Step 3: Provide Context

  • In more detail, summarize what you agreed you would work on in the last meeting, and why what you agreed on was necessary.

    Tip: use language like, “In our last meeting, we agreed that the best immediate next steps for the project are ____, since they will allow us to test our hypothesis that ____. This is what I’ve been investigating since our last meeting (Or, I went in a different direction, because ____).”

Step 4: Dive in

  • Once you’ve set the stage, dive into the update! If you are looking to share results in this meeting, be sure to give a high-level synthesis before delving into the details, and summarize the results again after presenting the details.
  • If you’re looking to brainstorm, solicit feedback on writing, discuss a paper, list the questions / topics you want to discuss.

Step 5: Next Steps

  • After you’ve given your update and solicited feedback from your collaborators, be sure to discuss next steps.
  • Lastly, before the meeting ends, summarize the next steps agreed on. This will help prevent miscommunication.

    Tip: use language like, “Based on your feedback, it sounds like the next priority items on my agenda are ____. Does that sound good to everyone?”.

Frequently Asked Questions

What do you do if your collaborators give you too many suggestions (e.g. too many to finish by your next meeting)? You can ask your collaborators which of their suggestions to prioritize in case you won’t get to all of them by the next meeting. This will help ensure your collaborators are happy with how you’re spending your time.
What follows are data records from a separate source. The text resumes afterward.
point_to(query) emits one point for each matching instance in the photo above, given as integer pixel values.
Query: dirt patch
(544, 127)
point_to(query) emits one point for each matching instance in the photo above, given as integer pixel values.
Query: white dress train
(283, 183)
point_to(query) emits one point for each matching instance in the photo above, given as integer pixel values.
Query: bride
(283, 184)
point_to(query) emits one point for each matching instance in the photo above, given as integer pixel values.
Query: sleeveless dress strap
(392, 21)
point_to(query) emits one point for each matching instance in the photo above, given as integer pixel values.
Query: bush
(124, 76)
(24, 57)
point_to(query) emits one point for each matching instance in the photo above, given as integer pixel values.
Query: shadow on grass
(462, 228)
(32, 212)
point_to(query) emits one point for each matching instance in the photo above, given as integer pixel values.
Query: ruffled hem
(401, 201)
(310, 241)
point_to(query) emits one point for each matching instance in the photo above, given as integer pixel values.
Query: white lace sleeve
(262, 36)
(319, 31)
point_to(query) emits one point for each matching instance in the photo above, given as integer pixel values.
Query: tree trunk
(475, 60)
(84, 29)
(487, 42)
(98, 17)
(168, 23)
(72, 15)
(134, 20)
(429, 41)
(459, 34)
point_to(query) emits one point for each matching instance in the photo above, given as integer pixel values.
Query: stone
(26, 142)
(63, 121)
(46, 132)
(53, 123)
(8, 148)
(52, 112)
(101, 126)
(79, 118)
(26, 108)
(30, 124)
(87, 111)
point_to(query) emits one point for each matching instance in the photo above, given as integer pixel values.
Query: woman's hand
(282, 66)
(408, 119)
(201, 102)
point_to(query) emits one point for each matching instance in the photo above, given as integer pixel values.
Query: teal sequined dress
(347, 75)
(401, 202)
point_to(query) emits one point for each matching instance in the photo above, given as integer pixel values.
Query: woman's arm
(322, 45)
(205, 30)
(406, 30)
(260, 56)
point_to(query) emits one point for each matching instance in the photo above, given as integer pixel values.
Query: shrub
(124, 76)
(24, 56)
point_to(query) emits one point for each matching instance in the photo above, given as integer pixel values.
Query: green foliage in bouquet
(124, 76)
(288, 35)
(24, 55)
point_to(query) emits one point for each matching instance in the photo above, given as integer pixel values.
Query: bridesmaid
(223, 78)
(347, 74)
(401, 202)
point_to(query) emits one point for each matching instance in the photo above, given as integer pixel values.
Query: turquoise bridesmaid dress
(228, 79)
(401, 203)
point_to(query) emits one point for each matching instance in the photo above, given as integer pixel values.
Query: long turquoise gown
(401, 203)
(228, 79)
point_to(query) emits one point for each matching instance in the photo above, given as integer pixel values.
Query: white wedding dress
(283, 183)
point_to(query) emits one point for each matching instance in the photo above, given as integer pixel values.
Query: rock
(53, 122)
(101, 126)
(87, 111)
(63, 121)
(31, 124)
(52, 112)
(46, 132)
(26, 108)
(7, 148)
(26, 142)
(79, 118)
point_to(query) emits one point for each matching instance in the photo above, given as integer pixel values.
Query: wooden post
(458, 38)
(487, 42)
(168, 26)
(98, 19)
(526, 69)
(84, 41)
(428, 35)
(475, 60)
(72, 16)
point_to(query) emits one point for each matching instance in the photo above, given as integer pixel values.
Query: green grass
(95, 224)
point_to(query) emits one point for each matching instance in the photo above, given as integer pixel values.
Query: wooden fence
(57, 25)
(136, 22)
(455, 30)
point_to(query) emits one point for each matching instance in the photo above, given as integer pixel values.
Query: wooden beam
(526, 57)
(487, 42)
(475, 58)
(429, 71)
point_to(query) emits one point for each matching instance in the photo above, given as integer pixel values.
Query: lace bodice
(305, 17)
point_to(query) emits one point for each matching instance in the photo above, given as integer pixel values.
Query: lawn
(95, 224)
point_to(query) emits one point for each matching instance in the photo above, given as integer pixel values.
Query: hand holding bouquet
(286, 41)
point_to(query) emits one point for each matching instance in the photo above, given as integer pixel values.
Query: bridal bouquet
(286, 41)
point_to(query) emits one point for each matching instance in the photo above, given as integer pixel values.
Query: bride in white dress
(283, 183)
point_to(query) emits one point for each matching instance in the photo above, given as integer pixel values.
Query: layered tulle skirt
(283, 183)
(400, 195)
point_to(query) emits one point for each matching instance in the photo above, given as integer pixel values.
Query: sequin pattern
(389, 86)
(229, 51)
What do you do if your collaborators ask you questions that feel vague, or provide you with vague feedback? You can try to summarize their question/comment (to the best of your ability) and then ask them, “is this what you meant”? In this way, you give your collaborators the most information about where they lost you.
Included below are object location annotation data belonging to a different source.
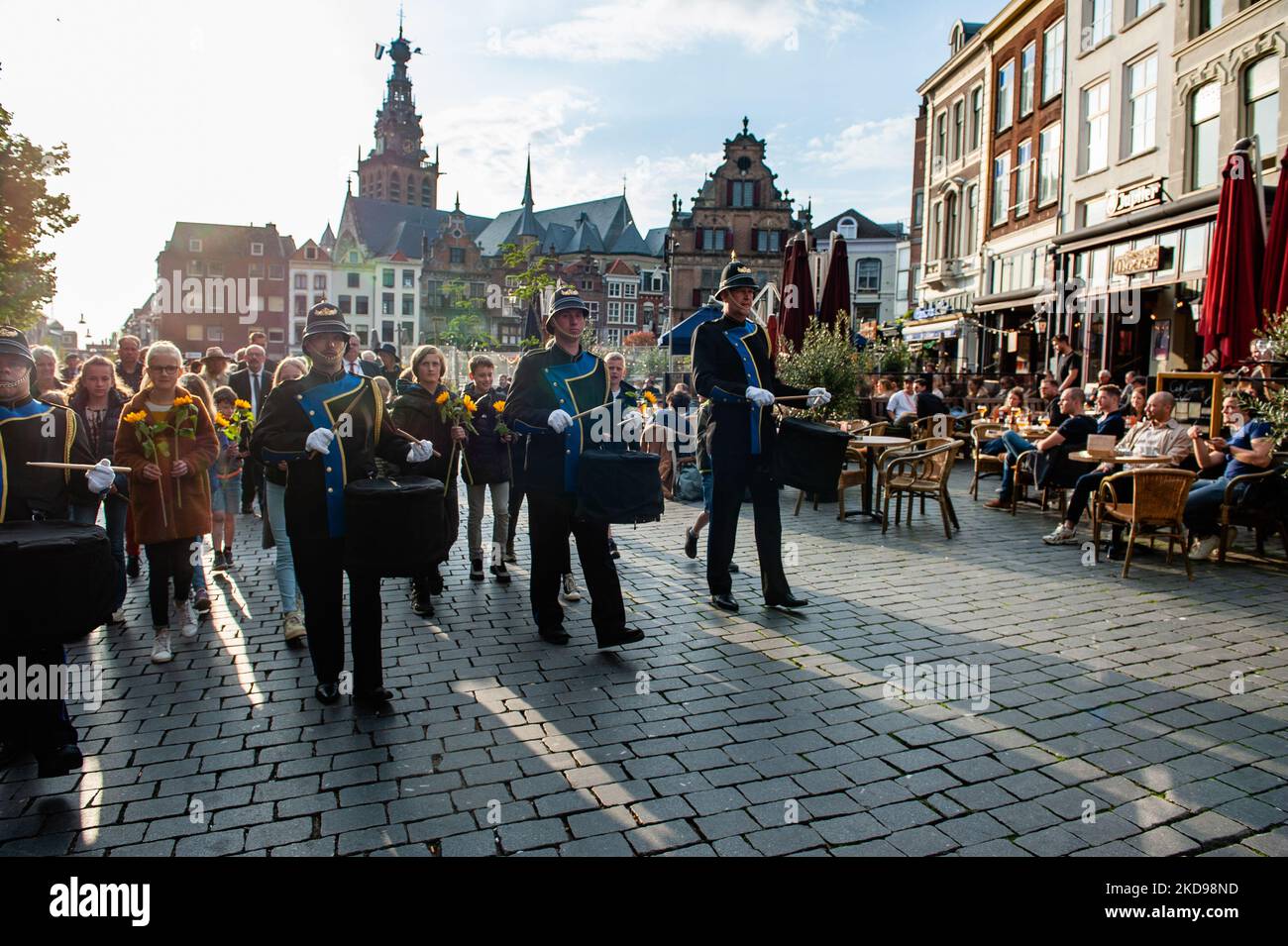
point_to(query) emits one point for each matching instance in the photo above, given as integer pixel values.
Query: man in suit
(258, 338)
(733, 368)
(352, 362)
(253, 385)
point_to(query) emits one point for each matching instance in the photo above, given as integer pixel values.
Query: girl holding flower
(167, 441)
(426, 409)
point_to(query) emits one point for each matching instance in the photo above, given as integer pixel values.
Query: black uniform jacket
(728, 358)
(46, 433)
(545, 381)
(314, 485)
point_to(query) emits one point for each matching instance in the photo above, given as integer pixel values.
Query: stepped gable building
(738, 209)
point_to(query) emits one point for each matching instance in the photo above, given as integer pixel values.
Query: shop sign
(1145, 194)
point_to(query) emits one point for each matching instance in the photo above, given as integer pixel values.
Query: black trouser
(253, 482)
(39, 725)
(732, 476)
(167, 562)
(320, 572)
(550, 520)
(515, 504)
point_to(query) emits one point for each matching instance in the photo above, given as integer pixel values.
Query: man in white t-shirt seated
(903, 402)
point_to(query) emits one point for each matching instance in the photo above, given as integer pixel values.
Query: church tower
(398, 168)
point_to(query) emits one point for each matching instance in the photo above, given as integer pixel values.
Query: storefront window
(1194, 250)
(1205, 111)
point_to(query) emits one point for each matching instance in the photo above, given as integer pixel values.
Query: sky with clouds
(252, 112)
What do you do if you’re no longer sure what your project is about? It’s totally normal for your problem statement to change over the course of time, and it’s natural to be confused about what it is (and how your day-to-day work relates to it). If you find yourself in this situation, feel free to ask! You may ask questions like, “can we recap the general narrative of the project?”
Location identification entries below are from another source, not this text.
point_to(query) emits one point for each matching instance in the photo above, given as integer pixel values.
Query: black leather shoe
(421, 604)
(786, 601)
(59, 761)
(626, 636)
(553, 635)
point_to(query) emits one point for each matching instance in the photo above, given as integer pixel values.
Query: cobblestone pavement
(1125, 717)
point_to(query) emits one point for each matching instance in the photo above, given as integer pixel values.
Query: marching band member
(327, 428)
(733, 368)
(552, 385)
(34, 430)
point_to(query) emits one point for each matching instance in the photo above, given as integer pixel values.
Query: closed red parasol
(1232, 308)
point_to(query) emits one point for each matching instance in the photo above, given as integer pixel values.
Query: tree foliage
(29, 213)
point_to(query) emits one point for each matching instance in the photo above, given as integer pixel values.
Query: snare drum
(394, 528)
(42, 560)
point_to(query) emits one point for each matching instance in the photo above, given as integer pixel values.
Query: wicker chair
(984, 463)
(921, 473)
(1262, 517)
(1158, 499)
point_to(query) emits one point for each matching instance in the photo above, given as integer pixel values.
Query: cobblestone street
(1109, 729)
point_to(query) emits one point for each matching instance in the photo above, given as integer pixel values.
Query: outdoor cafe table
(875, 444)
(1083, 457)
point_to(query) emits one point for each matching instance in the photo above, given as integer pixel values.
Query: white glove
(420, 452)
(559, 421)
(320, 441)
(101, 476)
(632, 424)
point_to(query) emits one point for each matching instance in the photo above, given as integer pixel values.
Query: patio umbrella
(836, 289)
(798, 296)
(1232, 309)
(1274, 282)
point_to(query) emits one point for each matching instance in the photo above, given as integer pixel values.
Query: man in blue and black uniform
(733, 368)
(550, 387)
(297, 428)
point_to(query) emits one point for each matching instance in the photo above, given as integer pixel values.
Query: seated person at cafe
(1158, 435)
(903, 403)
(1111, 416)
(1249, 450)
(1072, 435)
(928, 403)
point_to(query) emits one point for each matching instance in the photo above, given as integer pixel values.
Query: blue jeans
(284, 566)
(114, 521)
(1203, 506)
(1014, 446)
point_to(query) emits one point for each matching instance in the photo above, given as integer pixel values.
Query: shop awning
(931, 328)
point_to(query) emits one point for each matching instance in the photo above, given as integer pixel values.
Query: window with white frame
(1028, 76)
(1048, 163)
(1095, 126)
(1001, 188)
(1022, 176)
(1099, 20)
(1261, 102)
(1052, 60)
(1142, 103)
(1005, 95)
When should I give written updates vs. verbal updates? We recommend writing one when you or your collaborators would find it useful. This will often happen once you’ve done enough work to necessitate a summary in order to see the bigger picture.

What do you do if you finish your meeting ahead of time? You can let your collaborators know you have nothing more to discuss, check with them if they have anything they wanted to talk about, and if not, simply end the meeting early! Your collaborators will appreciate efficiently run meetings. Alternatively, you can also take the opportunity to ask your collaborators questions that are a bit outside the scope of the project, or if appropriate in your context, you may choose to ask them for career/professional advice.